Well done Arun from National Public School, Bangalore, India, some quality thinking in devising this solution.

We are given a triangle ABC , and are required to draw a line DE parallel to CB such that it divides the triangle into 2 portions of equal areas.

The area of triangle ABC is double the area of AED.

But, ADE and ACB are similar triangles because DE is parallel to CB

We also know that the ratio of the areas of the two similar triangles is equal to the ratio of the squares of corresponding sides.

Which means that the line ratio AD:AC must be

1 : \sqrt{2}

The problem becomes : how to locate D to achieve this ratio.

A square of side length 1 has a diagonal length of

\sqrt{2}

or, put another way, an isosceles right-angled triangle has a hypotenuse $\sqrt{2}$ times bigger than the other sides.
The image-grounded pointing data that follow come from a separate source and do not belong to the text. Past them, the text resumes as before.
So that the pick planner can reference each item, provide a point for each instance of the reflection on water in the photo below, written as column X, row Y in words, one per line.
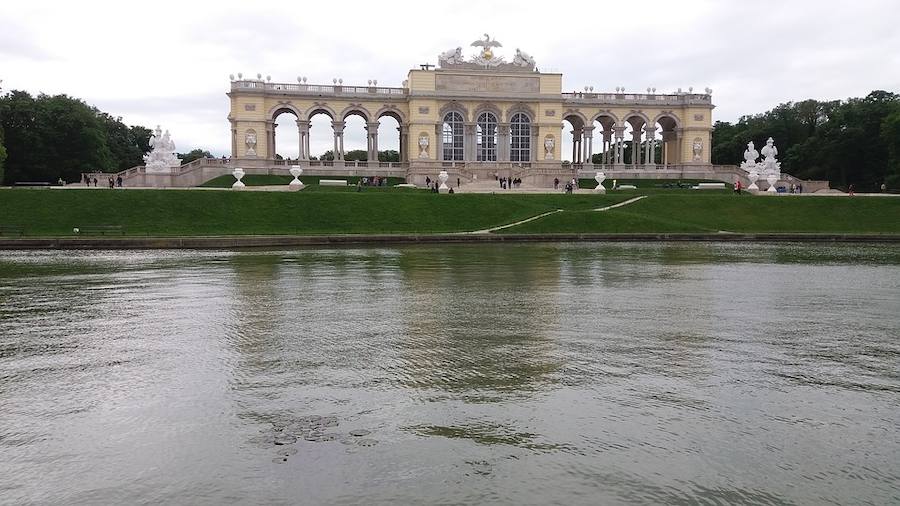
column 516, row 374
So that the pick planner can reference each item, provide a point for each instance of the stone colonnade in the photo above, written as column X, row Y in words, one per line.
column 303, row 130
column 614, row 145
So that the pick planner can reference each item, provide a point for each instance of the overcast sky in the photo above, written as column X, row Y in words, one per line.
column 168, row 62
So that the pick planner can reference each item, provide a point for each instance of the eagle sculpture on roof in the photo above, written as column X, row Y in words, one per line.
column 486, row 46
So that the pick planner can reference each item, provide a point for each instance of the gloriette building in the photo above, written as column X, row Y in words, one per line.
column 476, row 117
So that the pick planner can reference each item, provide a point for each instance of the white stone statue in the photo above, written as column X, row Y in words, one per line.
column 423, row 146
column 451, row 57
column 486, row 46
column 250, row 141
column 238, row 173
column 161, row 157
column 295, row 183
column 600, row 177
column 523, row 59
column 698, row 150
column 769, row 164
column 751, row 154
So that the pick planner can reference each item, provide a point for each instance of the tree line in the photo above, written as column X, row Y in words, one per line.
column 44, row 138
column 854, row 141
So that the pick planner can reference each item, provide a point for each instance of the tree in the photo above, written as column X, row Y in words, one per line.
column 2, row 155
column 356, row 155
column 194, row 154
column 846, row 142
column 48, row 137
column 127, row 145
column 389, row 155
column 52, row 137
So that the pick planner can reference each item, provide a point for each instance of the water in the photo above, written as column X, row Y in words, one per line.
column 485, row 374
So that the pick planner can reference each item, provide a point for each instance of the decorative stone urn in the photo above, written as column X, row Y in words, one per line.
column 600, row 177
column 754, row 176
column 772, row 179
column 238, row 173
column 296, row 170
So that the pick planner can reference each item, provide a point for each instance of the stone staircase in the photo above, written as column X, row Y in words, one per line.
column 492, row 186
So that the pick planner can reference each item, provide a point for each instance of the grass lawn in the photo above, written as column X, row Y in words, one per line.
column 657, row 186
column 267, row 180
column 46, row 212
column 703, row 212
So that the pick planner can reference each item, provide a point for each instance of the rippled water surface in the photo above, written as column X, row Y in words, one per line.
column 479, row 374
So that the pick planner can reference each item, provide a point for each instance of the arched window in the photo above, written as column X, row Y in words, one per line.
column 452, row 137
column 486, row 138
column 520, row 138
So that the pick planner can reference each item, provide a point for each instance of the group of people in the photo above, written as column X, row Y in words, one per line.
column 433, row 187
column 507, row 183
column 86, row 179
column 570, row 186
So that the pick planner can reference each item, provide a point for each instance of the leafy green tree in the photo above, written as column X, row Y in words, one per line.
column 2, row 155
column 49, row 137
column 846, row 142
column 127, row 145
column 195, row 154
column 389, row 155
column 356, row 155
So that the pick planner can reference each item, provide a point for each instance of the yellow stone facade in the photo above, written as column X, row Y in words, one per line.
column 682, row 120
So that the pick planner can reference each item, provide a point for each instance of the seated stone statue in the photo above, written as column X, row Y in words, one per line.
column 451, row 57
column 523, row 59
column 751, row 154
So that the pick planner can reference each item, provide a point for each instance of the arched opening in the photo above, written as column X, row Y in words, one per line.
column 284, row 129
column 452, row 143
column 635, row 154
column 520, row 138
column 389, row 138
column 572, row 138
column 603, row 140
column 486, row 137
column 666, row 141
column 321, row 135
column 355, row 145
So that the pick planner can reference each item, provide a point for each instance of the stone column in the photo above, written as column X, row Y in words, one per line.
column 589, row 145
column 619, row 151
column 668, row 137
column 676, row 150
column 635, row 147
column 438, row 142
column 469, row 142
column 372, row 135
column 650, row 156
column 303, row 130
column 270, row 140
column 338, row 127
column 404, row 142
column 607, row 144
column 503, row 147
column 233, row 140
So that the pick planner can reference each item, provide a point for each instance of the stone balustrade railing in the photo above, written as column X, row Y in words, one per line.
column 639, row 98
column 316, row 89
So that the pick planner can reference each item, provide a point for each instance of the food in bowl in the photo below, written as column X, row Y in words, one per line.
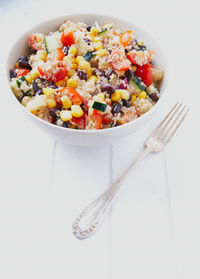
column 87, row 76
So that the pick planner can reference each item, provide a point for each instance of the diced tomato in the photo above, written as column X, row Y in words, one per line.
column 58, row 54
column 126, row 38
column 140, row 58
column 97, row 118
column 22, row 72
column 40, row 70
column 107, row 119
column 35, row 42
column 117, row 62
column 80, row 121
column 67, row 38
column 145, row 73
column 59, row 74
column 85, row 102
column 120, row 66
column 129, row 116
column 72, row 94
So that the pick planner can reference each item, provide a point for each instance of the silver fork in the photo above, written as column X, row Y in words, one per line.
column 154, row 143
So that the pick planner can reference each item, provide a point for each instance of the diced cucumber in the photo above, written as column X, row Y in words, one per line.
column 102, row 31
column 135, row 86
column 89, row 55
column 52, row 41
column 99, row 106
column 22, row 84
column 139, row 83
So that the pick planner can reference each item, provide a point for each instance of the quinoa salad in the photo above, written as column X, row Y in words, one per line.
column 87, row 76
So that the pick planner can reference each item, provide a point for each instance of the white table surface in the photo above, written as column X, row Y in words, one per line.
column 152, row 230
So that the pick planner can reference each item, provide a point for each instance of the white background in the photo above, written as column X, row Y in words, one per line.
column 153, row 230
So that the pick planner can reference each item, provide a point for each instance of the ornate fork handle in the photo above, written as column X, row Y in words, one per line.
column 154, row 143
column 102, row 204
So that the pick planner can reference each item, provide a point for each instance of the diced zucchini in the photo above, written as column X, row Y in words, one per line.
column 103, row 31
column 135, row 86
column 22, row 84
column 99, row 106
column 89, row 55
column 52, row 41
column 139, row 83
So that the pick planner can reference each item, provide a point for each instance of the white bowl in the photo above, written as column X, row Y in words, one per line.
column 88, row 137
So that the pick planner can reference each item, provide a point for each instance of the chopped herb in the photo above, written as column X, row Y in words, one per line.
column 89, row 55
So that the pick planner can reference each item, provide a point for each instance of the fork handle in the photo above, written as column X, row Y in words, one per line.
column 102, row 204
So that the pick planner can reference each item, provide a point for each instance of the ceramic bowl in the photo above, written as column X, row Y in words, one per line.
column 89, row 137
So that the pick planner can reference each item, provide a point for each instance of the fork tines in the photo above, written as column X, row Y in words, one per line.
column 169, row 125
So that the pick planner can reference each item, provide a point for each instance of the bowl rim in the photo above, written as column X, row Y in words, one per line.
column 85, row 131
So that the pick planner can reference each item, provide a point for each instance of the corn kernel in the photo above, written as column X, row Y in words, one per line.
column 72, row 50
column 71, row 126
column 101, row 96
column 84, row 65
column 76, row 111
column 25, row 100
column 134, row 68
column 72, row 83
column 51, row 103
column 65, row 115
column 60, row 82
column 116, row 96
column 94, row 30
column 79, row 59
column 133, row 98
column 49, row 92
column 140, row 43
column 29, row 79
column 43, row 56
column 67, row 103
column 96, row 39
column 142, row 95
column 70, row 58
column 93, row 79
column 90, row 37
column 102, row 52
column 98, row 45
column 71, row 72
column 34, row 74
column 124, row 94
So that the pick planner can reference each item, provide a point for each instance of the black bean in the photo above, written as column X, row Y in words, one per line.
column 33, row 51
column 53, row 86
column 24, row 64
column 53, row 112
column 22, row 58
column 100, row 72
column 88, row 27
column 108, row 88
column 82, row 75
column 110, row 73
column 88, row 41
column 128, row 75
column 65, row 125
column 65, row 50
column 126, row 103
column 38, row 92
column 154, row 97
column 116, row 108
column 13, row 73
column 36, row 88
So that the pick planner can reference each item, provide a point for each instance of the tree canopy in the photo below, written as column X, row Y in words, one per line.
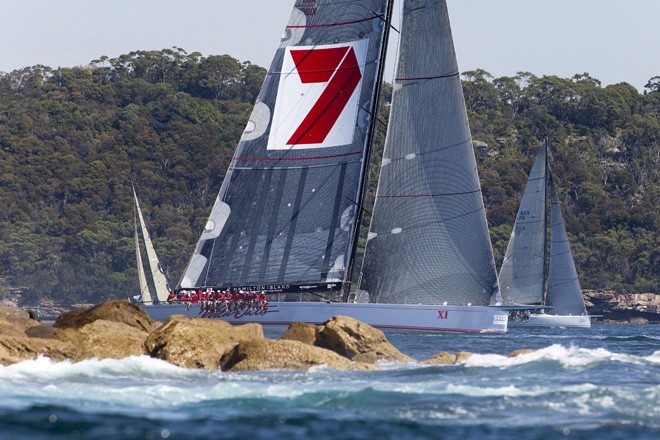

Here is a construction to achieve this required ratio.

X is any suitable point on AD

ZX is perpendicular to AC, and ZX is equal in length to AX.

So AXZ is an isosceles right-angled triangle.

By sweeping an arc centre A from X to AZ at N, AN is made equal to AX

AN to AZ is now in the required ratio.

Drawing from N parallel to ZC the point D is reached.

Because AND and AZC are similar triangles, AD and AC are in the required ratio.

Excellent and simple!